Protein Concentration Determination
Methanol (1200
μL) was added to the remaining protein interphase and aqueous
upper phase, and the mixture was incubated at −80 °C for
3 h. Then, the mixture was centrifuged at 19 000g for 30 min at 4 °C, the supernatant was removed, and the remaining
protein pellet was dried under the fume hood. The resulting protein
pellet was then resuspended in 1% SDS, 150 mM NaCl, 50 mM Tris (pH
7.8), and the protein concentration was determined using the BCA assay.
IC-MS/MS
IC-MS/MS was conducted using a Dionex ICS-5000
instrument (Thermo Fischer Scientific, Darmstadt, Germany) connected
to a QTRAP 6500 instrument (AB Sciex, Darmstadt, Germany) that was
equipped with an electrospray ion source (Turbo V ion source). Chromatographic
separation was accomplished with a Dionex IonPac AS11-HC column (250
mm × 2 mm, 4 μm; Thermo Fischer Scientific) fitted with
a guard column (50 mm × 2 mm, 4 μm; Thermo Fisher Scientific).
A segmented linear gradient was used for separation of GroPInsP: Initial
15 mM potassium hydroxide (KOH), held at 15 mM KOH from 0.0 to 5.0
min, 15–25 mM KOH from 5.0 to 15.0 min, 50–65 mM KOH
from 15.0 to 30.0 min, 100 mM KOH from 30.0 to 34.0 min, 10 mM KOH
from 34.0 to 38.0 min, 100 mM KOH from 38.0 to 42.0 min, and 15 mM
KOH from 42.0 to 45.0 min. The IC flow rate was 0.38 mL/min, supplemented
post-column with 0.15 mL/min makeup flow of 0.01% FA in MeOH. The
temperatures of the autosampler, column oven, and ion suppressor were
set at 10, 30, and 20 °C, respectively. The injector needle was
automatically washed with water, and 5 μL of each sample was
loaded onto the column.The following ESI source settings were
used: curtain gas, 20 arbitrary units; temperature, 400 °C; ion
source gas I, 60 arbitrary units; ion source gas II, 40 arbitrary
units; collision gas, medium; ion spray voltage, −4500 V; declustering
potential, −150 V; entrance potential, −10 V; and exit
potential, −10 V. For scheduled selected reaction monitoring
(SRM), Q1 and Q3 were set to unit resolution. The collision energy
was optimized for each GroPInsP by direct infusion of the corresponding
deacylated standard. The scheduled SRM detection window was set to
3 min, and the cycle time was set to 1.5 s. Data were acquired with
Analyst version 1.6.2 (AB Sciex).

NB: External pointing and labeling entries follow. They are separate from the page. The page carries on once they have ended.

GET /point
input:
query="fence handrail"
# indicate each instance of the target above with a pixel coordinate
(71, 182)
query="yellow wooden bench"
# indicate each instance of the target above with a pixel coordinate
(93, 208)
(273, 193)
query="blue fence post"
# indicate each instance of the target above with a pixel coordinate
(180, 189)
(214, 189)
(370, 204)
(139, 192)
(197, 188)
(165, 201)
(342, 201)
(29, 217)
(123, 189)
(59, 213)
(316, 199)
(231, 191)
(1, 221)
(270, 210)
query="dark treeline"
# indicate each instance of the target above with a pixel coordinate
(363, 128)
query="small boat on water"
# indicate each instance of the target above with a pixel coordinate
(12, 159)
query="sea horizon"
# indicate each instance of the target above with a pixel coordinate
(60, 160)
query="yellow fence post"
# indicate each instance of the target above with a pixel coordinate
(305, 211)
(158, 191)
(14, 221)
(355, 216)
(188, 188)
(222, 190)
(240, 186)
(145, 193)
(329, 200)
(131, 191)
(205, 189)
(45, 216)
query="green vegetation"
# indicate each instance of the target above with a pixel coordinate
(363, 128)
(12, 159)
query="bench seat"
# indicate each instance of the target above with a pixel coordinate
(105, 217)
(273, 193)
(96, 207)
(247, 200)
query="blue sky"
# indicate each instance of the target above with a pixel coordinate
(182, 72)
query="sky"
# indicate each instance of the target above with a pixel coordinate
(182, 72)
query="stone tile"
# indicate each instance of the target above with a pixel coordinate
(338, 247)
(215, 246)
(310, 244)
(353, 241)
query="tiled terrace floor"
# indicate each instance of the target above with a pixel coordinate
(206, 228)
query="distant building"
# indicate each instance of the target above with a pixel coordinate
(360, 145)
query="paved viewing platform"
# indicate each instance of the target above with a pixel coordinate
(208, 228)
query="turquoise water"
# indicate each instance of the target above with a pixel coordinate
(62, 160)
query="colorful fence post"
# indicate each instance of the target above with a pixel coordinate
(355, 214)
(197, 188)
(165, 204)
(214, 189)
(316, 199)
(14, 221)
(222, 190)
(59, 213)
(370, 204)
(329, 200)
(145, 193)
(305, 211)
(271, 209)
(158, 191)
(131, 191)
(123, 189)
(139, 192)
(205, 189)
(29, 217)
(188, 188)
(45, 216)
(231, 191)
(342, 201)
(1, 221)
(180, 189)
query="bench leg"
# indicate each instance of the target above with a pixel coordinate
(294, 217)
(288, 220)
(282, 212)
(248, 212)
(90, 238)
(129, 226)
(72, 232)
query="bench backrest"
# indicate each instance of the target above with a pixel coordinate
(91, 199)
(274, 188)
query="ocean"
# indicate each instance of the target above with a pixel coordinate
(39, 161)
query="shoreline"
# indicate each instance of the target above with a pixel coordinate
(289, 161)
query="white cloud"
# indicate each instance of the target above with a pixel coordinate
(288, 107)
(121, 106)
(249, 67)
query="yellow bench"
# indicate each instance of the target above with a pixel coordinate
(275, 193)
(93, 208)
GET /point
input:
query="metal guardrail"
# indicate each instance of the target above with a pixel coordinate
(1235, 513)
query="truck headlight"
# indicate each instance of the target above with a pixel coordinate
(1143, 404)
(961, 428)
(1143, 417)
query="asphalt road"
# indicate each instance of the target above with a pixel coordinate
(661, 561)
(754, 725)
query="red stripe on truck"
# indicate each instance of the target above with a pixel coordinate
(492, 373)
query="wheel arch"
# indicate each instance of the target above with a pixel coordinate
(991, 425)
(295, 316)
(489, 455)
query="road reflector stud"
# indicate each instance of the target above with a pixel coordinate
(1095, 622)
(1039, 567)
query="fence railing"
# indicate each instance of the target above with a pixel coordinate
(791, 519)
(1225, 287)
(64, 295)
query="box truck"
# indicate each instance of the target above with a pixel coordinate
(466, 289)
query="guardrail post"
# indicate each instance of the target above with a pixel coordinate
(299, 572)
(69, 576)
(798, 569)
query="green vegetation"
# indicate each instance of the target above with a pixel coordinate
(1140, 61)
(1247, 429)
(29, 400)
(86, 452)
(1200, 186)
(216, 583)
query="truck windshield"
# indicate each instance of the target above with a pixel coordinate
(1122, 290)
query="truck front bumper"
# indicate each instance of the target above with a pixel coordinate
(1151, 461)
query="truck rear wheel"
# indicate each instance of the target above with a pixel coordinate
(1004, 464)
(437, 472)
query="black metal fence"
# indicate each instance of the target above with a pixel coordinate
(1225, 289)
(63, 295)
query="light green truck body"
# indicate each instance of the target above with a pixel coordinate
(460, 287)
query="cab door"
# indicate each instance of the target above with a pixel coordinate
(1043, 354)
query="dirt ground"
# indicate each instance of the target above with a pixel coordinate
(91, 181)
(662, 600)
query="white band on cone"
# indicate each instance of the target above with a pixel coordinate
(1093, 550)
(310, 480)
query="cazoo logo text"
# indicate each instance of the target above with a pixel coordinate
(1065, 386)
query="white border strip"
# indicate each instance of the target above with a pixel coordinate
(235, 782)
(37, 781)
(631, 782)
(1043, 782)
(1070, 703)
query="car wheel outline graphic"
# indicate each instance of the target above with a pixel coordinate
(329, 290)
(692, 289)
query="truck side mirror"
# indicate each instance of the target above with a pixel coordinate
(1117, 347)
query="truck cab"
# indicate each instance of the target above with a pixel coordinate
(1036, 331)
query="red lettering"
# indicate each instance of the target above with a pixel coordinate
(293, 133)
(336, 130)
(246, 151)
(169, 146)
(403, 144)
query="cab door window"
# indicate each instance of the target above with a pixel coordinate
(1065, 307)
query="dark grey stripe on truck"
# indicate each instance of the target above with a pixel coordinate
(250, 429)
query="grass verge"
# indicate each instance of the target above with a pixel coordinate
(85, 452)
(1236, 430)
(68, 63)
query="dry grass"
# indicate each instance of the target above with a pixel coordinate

Skyline (64-bit, 3.5.0.9319) was
used to visualize results, integrate signals over time, and quantify
all lipids that were detected by MS.[29]
Results and Discussion
Establishing Profiling Strategies for Phosphoinositides
We present here an improved quantitative IC-MS/MS workflow for
phosphoinositides
analysis, which includes the addition of standards, a modified extraction
and deacylation procedure, and an optimized IC method, resulting in
a comprehensive quantitative workflow (Figure ).
Figure 1
Schematic diagram of targeted phosphoinositides
analysis workflow
using an ion chromatography-QTRAP system. Phosphoinositides in platelets,
OP9 cells, and rat hippocampal brain tissue were extracted by acidified
chloroform/methanol and then deacylated with methylamine. The phosphoinositides
were then separated on an anion-exchange column by a KOH gradient
and analyzed using the SRM approach. Data analysis was conducted using
Skyline, and the absolute quantities of each positional isomers were
determined.
Schematic diagram of targeted phosphoinositides
analysis workflow
using an ion chromatography-QTRAP system. Phosphoinositides in platelets,
OP9 cells, and rat hippocampal brain tissue were extracted by acidified
chloroform/methanol and then deacylated with methylamine. The phosphoinositides
were then separated on an anion-exchange column by a KOH gradient
and analyzed using the SRM approach. Data analysis was conducted using
Skyline, and the absolute quantities of each positional isomers were
determined.
Extraction Strategies for Phosphoinositides
We reviewed
and compared earlier extraction strategies of phosphoinositides. As
a base, we chose the acidified chloroform/methanol strategy described
in Clark et al.,[16] which protonates the
phosphate groups on phosphoinositides headgroups to increase their
solubility in the organic phase. We then deacylated the phosphoinositides
with methylamine to remove the fatty acid chain and produce GroPInsP,
dried the GroPInsP with nitrogen stream, and reconstituted the extract
in water prior to IC-MS/MS analysis, as modified from the protocol
detailed by Jeschke et al.[18]The
extraction efficiency of the strategy was then validated by spiking
synthetic internal standards PtdIns(4,5)P2-FP into unstimulated
human platelets before or after extraction (Figure A). PtdIns(4,5)P2-FP is a metabolically
stabilized analogue of PtdIns(4,5)P2, which contains a
fluorovinylphosphonate group instead of a phosphodiester bond (Figure S4). The recoveries for PtdIns4P, PtdIns(4,5)P2, PtdIns(3,4,5)P3, and synthetic standard PtdIns(4,5)P2-FP were determined to be 103 ± 12, 109 ± 11, 134
± 13, and 54.5 ± 20%, respectively, suggesting that the
phosphoinositides were analyzed with good recoveries.
Figure 2
Extraction efficiency,
elution profile, and MS/MS spectra of phosphoinositide/GroPInsP
species. (A) Bar chart showing the peak area of the phosphoinositides
with endogenous and synthetic standards spiked into unstimulated human
platelets before (black) or after (white) extraction in triplicate.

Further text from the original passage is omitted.